Abstract: Extracting key-fields from a variety of document types remains a challenging problem. Services such as AWS, Google Cloud and open-source alternatives provide text extraction to "digitize" images or pdfs, returning phrases, words and characters. Processing these outputs is unscalable and error-prone as varied documents require different heuristics, rules or models and new types are uploaded daily. In addition, a performance ceiling exists as downstream models rely on good yet imperfect OCR algorithms upstream.
We propose an end-to-end solution utilizing image-based deep learning to automatically extract important text-fields from documents of various templates and sources. Computer vision algorithms utilizing deep learning produce state-of-the-art classification accuracy and generalizability through training on millions of images. We compare the in-house model accuracy, processing time and cost with 3rd party services and found favorable results to automatically extract important fields from documents.
Bill.com is working to build a paperless future. We process millions of documents a year ranging from invoices, contracts, receipts and a variety of others. Understanding those documents is critical to building intelligent products for our users.

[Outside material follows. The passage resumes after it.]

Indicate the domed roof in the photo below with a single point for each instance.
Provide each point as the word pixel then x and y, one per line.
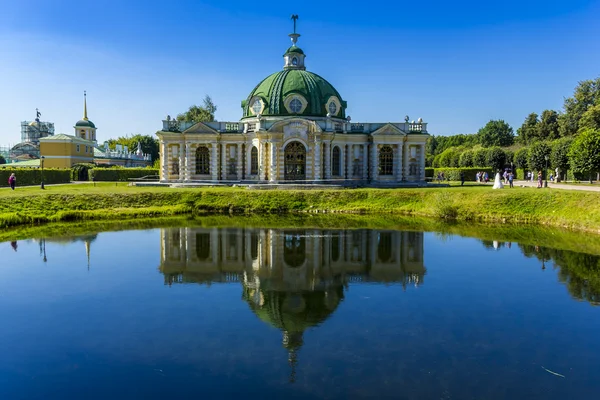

Bio: Eitan is the Chief Data Scientist at Bill.com and has many years of experience as a researcher. His recent focus is on machine learning, deep learning, applied statistics and software engineering. Before, he was a Postdoctoral Scholar at Lawrence Berkeley National Lab, received his PhD in Physics from Boston University and B.S. in Astrophysics from University of California Santa Cruz. Eitan holds 4 patents and 11 publications to date and has spoken about data at various conferences around the world.